Significance of A/R Follow-Up: Our Accounts Receivable follow-up team is responsible for investigating denied claims and pursuing maximum reimbursement from Payers. 

A/R follow-up management plays a pivotal role in the medical billing process for several reasons:

  1. Timely Settlement of Outstanding Balances: The primary objective of A/R management is to minimize the duration that accounts remain overdue. The team tracks unpaid accounts, devises effective strategies to secure payment, and ensures follow-through.

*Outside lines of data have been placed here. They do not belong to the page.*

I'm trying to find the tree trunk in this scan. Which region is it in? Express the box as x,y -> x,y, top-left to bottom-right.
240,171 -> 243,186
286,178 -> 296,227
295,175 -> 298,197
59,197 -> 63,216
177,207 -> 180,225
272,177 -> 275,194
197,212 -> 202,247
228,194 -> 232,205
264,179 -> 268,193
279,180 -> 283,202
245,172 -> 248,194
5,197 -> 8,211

  2. Sustaining Financial Well-Being: Maintaining a positive cash flow is crucial for the financial viability of healthcare providers. The A/R department ensures a consistent cash flow to cover expenses and support patient care services.

  3. Prevention of Missing Claims: Delayed payments often result from claims not being received, especially in cases of paper claims being misplaced. Utilizing electronic claims submission helps prevent this issue. In cases where claims haven’t been received, prompt follow-up facilitates reissuing claims.

  4. Resolution of Pending Claims: Some claims may remain pending due to missing information required from the patient. By adeptly following up, the A/R team can notify the patient, expeditiously address the situation, and advance the resolution process.

  5. Retrieval of Unpaid Payments: A/R follow-up aids practices in effortlessly recouping past-due payments. Having a dedicated team involved in the claims follow-up process streamlines reimbursement for healthcare providers.

  6. Dedicated Management of Denied Claims: Depending on the reason for denial, a fresh claim request with appropriate modifications may be necessary. Instead of waiting, the A/R department proactively ensures that all claims are pursued to resolution by communicating with insurance providers and understanding the reasons for the denial.

Significance of Denial Management: One of the critical aspects of Revenue Cycle Management is identifying claim denials promptly. Our team possesses the expertise to determine the cause of claim rejection and resubmit claims promptly. Additionally, they analyze denial patterns and devise specific strategies to reduce future denials.